Hi Thread,
I made a reply to the OP but didn't "reply all" so it just went directly to Ethan. Since the comments were interesting I'll attempt to salvage them by posting them in full:
== Lloyd's post ==
Hi Ethan,
I'd be interested to know what protocols you need OP_CAT for. I'm trying to figure out if there really exists any script based protocol that doesn't have a more efficient scriptless counterpart. For example, A²L[1] achieves the same thing as Tumblebit but requires no script. I can imagine paying based on a merkle path could be useful, but a protocol was recently suggested on lightning-dev [2] that does this but without OP_CAT (and without any script!).
== Ethan's response ==
Hi Lloyd,
Thanks for your response. I am not sure if you intended to take this off list or not.
I plan to at some point to enumerate in detail protocols that OP_CAT would benefit. A more important point is that OP_CAT is a basic building block and that we don't know what future protocols it would allow. In my own research I have avoiding going down certain paths because it isn't worth the time to investigate knowing that OP_CAT wouldn't make the protocol practical.
In regards to scriptless scripts they almost always require an interactive protocol and sometimes ZKPs. A2L is very impressive but like TumbleBit it places a large burden on the developer. Additionally I am aware of no way to reveal a subset of preimages with scriptless scripts, do a conditioned reveal i.e. these preimages can only spend under these two pubkeys and timelockA where after timelockZ this other pubkey can spend without a preimages. Scriptless scripts are a fantastic tool but they shouldn't be the only tool that we have.
I'm not sure I follow what you are saying with [2]
This brings me back a philosophical point:
Bitcoin should give people basic tools to build protocols without first knowing what all those protocols are especially when those tools have very little downside.
I really appreciate your comments.
Thanks,
Ethan
==
*Back to normal thread*
Hi Ethan,
Thanks for the insightful reply and sorry for my mailing list errors.
> I plan to at some point to enumerate in detail protocols that OP_CAT would benefit.
Sweet. Thanks.
> Additionally I am aware of no way to reveal a subset of preimages with scriptless scripts, do a conditioned reveal i.e. these preimages can only spend under these two pubkeys and timelockA where after timelockZ this other pubkey can spend without a preimages. Scriptless scripts are a fantastic tool but they shouldn't be the only tool that we have.
Yes. With adaptor signatures there is no way to reveal more than one pre-image; you are limited to revealing a single scalar. But you can have multiple transactions spending from the same output, each with a different set of scriptless conditions (absolute time locks, relative time locks and pre-image reveal). This is enough to achieve what I think you are describing. FWIW there's a growing consensus that you can do lightning without script [1]. Perhaps we can't do everything with this technique. My current focus is figuring out what useful things we can't do like this (even if we were to go wild and add whatever opcodes we wanted). So far it looks like covenants are the main exception.
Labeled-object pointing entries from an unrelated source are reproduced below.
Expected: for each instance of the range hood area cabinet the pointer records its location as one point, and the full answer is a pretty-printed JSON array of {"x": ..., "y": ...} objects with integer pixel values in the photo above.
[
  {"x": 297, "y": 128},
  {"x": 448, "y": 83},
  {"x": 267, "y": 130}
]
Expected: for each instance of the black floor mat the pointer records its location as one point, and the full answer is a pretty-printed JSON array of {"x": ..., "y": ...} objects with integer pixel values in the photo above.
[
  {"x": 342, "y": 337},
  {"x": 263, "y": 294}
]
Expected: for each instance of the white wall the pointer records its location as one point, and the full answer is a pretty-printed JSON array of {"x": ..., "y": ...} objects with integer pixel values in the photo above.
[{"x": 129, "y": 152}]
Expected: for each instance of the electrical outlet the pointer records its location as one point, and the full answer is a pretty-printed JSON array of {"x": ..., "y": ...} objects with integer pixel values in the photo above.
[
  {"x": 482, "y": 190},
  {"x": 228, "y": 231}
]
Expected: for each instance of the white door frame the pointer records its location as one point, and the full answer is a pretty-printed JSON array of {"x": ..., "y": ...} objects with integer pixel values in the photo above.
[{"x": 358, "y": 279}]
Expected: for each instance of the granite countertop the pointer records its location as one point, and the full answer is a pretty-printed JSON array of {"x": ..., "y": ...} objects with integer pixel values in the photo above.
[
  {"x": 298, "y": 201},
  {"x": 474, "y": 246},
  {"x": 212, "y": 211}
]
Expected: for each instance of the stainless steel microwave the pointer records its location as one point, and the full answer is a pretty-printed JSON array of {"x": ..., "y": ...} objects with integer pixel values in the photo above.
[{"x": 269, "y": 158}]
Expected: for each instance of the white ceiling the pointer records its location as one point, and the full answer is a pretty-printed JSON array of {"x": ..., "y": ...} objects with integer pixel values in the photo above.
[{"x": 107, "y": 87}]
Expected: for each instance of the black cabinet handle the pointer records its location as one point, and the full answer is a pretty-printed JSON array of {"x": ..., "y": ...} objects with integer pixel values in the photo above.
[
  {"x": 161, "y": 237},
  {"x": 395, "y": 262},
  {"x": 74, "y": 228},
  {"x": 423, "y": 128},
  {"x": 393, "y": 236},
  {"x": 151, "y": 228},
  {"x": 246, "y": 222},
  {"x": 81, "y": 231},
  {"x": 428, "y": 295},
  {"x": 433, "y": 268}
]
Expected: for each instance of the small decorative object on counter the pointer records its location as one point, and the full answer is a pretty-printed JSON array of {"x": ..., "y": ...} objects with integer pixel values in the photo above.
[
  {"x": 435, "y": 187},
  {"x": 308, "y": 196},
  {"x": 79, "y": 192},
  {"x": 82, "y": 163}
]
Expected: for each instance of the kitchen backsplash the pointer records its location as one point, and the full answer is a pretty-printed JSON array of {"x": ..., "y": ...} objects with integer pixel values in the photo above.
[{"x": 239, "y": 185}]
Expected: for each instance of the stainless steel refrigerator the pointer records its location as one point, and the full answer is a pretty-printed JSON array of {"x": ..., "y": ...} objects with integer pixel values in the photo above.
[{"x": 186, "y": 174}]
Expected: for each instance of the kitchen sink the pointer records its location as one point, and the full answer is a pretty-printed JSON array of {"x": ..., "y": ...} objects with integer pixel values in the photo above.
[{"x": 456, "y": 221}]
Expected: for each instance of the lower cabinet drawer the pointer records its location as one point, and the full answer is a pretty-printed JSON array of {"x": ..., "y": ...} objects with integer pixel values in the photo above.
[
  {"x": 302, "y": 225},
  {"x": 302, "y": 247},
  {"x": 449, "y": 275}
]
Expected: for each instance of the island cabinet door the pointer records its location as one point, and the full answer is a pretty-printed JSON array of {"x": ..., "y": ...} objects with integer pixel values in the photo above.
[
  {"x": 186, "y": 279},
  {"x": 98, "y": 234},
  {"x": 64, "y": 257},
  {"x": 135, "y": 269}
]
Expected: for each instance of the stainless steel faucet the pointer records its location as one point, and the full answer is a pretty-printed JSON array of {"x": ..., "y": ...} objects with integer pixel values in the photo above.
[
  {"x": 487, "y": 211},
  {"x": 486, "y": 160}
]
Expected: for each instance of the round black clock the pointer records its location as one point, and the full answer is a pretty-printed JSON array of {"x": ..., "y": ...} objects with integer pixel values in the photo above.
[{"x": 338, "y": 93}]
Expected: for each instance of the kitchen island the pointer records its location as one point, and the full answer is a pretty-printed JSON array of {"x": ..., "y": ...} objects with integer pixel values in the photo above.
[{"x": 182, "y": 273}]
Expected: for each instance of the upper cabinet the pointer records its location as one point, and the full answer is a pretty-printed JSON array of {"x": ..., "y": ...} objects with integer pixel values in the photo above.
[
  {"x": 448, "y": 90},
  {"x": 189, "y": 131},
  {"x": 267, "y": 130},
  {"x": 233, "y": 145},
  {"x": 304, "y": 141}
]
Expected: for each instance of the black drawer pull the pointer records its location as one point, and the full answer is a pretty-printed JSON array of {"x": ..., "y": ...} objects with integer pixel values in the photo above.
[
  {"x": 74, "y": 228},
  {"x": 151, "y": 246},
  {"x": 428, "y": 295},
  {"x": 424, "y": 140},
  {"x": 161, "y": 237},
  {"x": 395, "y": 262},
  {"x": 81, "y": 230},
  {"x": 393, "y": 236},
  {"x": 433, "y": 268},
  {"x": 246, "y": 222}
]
> I'm not sure I follow what you are saying with [2]
I was pointing to the surprising result that you can actually pay for a merkle path with a particular merkle root leading to a particular leaf that you're interested in without validating the merkle path on chain (e.g. OP_CAT and OP_SHA256). The catch is that the leaves have to be pedersen commitments and you prove the existence of your data in the merkle root by showing an opening to the leaf pedersen commitment. This may not be general enough to cover every merkle tree use case (but I'm not sure what those are!).
> This brings me back a philosophical point:
> Bitcoin should give people basic tools to build protocols without first knowing what all those protocols are especially when those tools have very little downside.
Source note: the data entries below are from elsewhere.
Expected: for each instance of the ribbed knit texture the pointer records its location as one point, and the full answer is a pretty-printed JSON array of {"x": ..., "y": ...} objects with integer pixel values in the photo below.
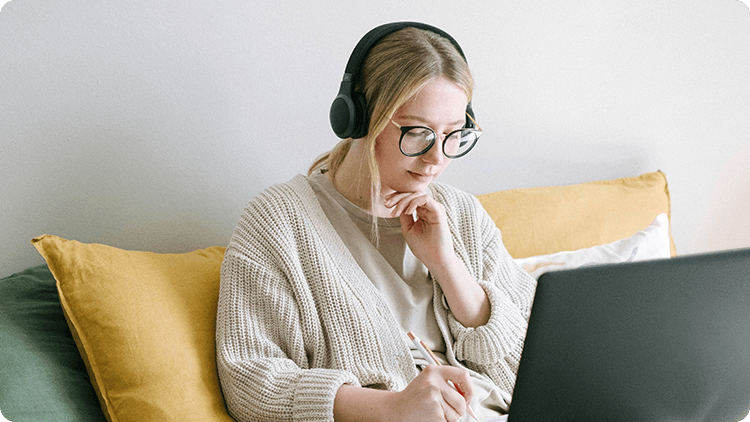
[{"x": 297, "y": 317}]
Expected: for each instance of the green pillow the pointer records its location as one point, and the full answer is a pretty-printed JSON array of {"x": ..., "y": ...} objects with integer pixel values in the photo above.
[{"x": 42, "y": 375}]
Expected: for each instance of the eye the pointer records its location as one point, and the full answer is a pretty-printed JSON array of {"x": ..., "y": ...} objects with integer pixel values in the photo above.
[{"x": 420, "y": 132}]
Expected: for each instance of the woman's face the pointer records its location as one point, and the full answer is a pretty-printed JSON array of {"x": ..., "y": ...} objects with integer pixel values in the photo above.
[{"x": 439, "y": 105}]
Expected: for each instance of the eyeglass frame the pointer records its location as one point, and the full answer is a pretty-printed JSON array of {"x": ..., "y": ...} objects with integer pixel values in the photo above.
[{"x": 404, "y": 129}]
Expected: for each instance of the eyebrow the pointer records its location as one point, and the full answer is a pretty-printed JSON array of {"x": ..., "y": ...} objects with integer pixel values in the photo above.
[{"x": 427, "y": 122}]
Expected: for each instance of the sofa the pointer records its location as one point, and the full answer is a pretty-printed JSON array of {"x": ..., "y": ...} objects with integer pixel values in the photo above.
[{"x": 100, "y": 333}]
This is a really powerful idea. But I've started feeling like you have to just design the layer 2 protocols first and then design layer 1! It seems like almost every protocol that people want to make requires very particular fundamental changes: SegWit for LN-penalty and NOINPUT for eltoo for example. On top of that it seems like just having the right signature scheme (schnorr) at layer 1 is enough to enable most useful stuff in an elegant way.